For $A = \begin{pmatrix} 1 & 2 & 3 \\ 4 & 5 & 6 \end{pmatrix}$, $T_A : \mathbb{R}^3 \to \mathbb{R}^2$ with $T_A(x) = Ax$.

Row reducing: $\begin{pmatrix} 1 & 2 & 3 \\ 0 & -3 & -6 \end{pmatrix} \to \begin{pmatrix} 1 & 0 & -1 \\ 0 & 1 & 2 \end{pmatrix}$.

So $\ker(T_A) = \{t(1, -2, 1) \mid t \in \mathbb{R}\}$. Nullity $= 1$, rank $= 2$.

$D : P_n(\mathbb{R}) \to P_{n-1}(\mathbb{R})$, $D(p) = p'$.

$\ker(D) = \{p \in P_n(\mathbb{R}) \mid p' = 0\} = \{c \mid c \in \mathbb{R}\}$ (the constant polynomials).

So $\text{nullity}(D) = 1$ and $\text{im}(D) = P_{n-1}(\mathbb{R})$, giving $\text{rank}(D) = n$.

$\pi : \mathbb{R}^3 \to \mathbb{R}^2$, $\pi(x, y, z) = (x, y)$.

$\ker(\pi) = \{(0, 0, z) \mid z \in \mathbb{R}\}$ (the $z$-axis), nullity $= 1$.

$\text{im}(\pi) = \mathbb{R}^2$, rank $= 2$.

$\text{tr} : M_{2 \times 2}(F) \to F$, $\text{tr}\begin{pmatrix} a & b \\ c & d \end{pmatrix} = a + d$.

$\ker(\text{tr}) = \{A \mid a + d = 0\}$, the trace-zero matrices. This has dimension $3$ (nullity $= 3$).
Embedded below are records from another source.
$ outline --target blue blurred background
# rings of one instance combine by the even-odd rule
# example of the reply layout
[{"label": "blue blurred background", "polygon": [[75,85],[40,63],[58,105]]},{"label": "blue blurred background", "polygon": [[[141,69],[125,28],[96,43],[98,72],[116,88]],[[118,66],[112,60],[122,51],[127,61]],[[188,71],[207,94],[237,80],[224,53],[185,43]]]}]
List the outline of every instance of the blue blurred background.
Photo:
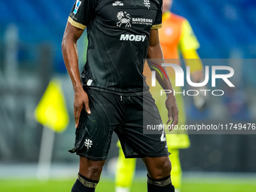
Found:
[{"label": "blue blurred background", "polygon": [[[62,81],[71,117],[68,129],[55,137],[53,162],[78,163],[75,155],[66,152],[75,141],[73,92],[61,53],[74,2],[0,0],[1,165],[37,163],[42,126],[33,113],[53,77]],[[201,45],[201,58],[256,58],[254,0],[175,0],[172,11],[190,21]],[[84,39],[78,42],[80,66],[84,63]],[[187,99],[188,123],[256,122],[256,65],[251,59],[232,66],[239,74],[235,93],[210,102],[204,112],[197,111]],[[191,135],[190,140],[191,147],[181,151],[184,171],[256,172],[255,135]],[[108,162],[117,155],[116,142],[114,136]],[[142,163],[137,169],[144,169]]]}]

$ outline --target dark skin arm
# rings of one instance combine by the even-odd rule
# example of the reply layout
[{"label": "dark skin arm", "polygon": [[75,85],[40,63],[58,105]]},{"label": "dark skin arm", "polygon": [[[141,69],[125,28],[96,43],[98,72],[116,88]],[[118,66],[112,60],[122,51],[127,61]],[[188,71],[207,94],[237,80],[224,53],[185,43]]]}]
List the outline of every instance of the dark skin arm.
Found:
[{"label": "dark skin arm", "polygon": [[[159,63],[160,65],[164,62],[163,52],[159,41],[158,29],[151,30],[147,58],[162,59],[162,61]],[[160,75],[156,73],[157,80],[163,90],[172,90],[172,93],[173,93],[173,89],[168,77],[166,69],[165,67],[162,68],[167,75],[167,79],[162,79]],[[166,107],[168,110],[168,120],[166,123],[168,124],[172,120],[172,125],[177,125],[178,123],[178,110],[175,97],[172,94],[166,94]]]},{"label": "dark skin arm", "polygon": [[84,106],[87,113],[90,114],[88,96],[83,89],[78,69],[77,41],[83,32],[83,29],[75,27],[68,22],[62,43],[65,65],[72,82],[75,92],[74,117],[75,128],[78,126],[81,111]]}]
$\text{im}(\text{tr}) = F$, rank $= 1$.

Check: $3 + 1 = 4 = \dim M_{2 \times 2}(F)$.

$R_\theta : \mathbb{R}^2 \to \mathbb{R}^2$ (rotation by $\theta \neq 0$).

$\ker(R_\theta) = \{0\}$ (only the origin is fixed), nullity $= 0$.

$\text{im}(R_\theta) = \mathbb{R}^2$ (rotation is surjective), rank $= 2$.

$T_0 : V \to W$, $T_0(v) = 0$ for all $v$.

$\ker(T_0) = V$, nullity $= \dim V$.

$\text{im}(T_0) = \{0\}$, rank $= 0$.

$\text{id}_V : V \to V$, $\text{id}_V(v) = v$.

$\ker(\text{id}_V) = \{0\}$, nullity $= 0$.

$\text{im}(\text{id}_V) = V$, rank $= \dim V$.

$T : M_{2 \times 2}(F) \to M_{2 \times 2}(F)$, $T(A) = A^T$.

$\ker(T) = \{0\}$ (since $A^T = 0$ implies $A = 0$), nullity $= 0$.

$\text{im}(T) = M_{2 \times 2}(F)$ (since $(B^T)^T = B$), rank $= 4$.

For any $A \in M_{m \times n}(F)$, $N(A) = \ker(T_A)$ is the solution set of $Ax = 0$. The column space $C(A) = \text{im}(T_A)$ is spanned by the columns of $A$.

$T : C[-1, 1] \to \mathbb{R}$, $T(f) = \int_{-1}^1 f(x)\,dx$.

$\ker(T)$ is the set of continuous functions with zero integral over $[-1, 1]$. For instance, all odd functions belong to $\ker(T)$. This kernel is infinite-dimensional.

$\text{ev}_c : P_n(F) \to F$, $\text{ev}_c(p) = p(c)$.

$\ker(\text{ev}_c) = \{p \in P_n(F) \mid p(c) = 0\}$, i.e., polynomials with root at $c$. These are of the form $(x - c)q(x)$ with $\deg q \leq n - 1$, so nullity $= n$.

$L : F^\infty \to F^\infty$, $L(a_1, a_2, a_3, \ldots) = (a_2, a_3, a_4, \ldots)$.

$\ker(L) = \{(a_1, 0, 0, \ldots) \mid a_1 \in F\}$, which is 1-dimensional.

$\text{im}(L) = F^\infty$ (surjective: for any $(b_1, b_2, \ldots)$, take $(0, b_1, b_2, \ldots)$).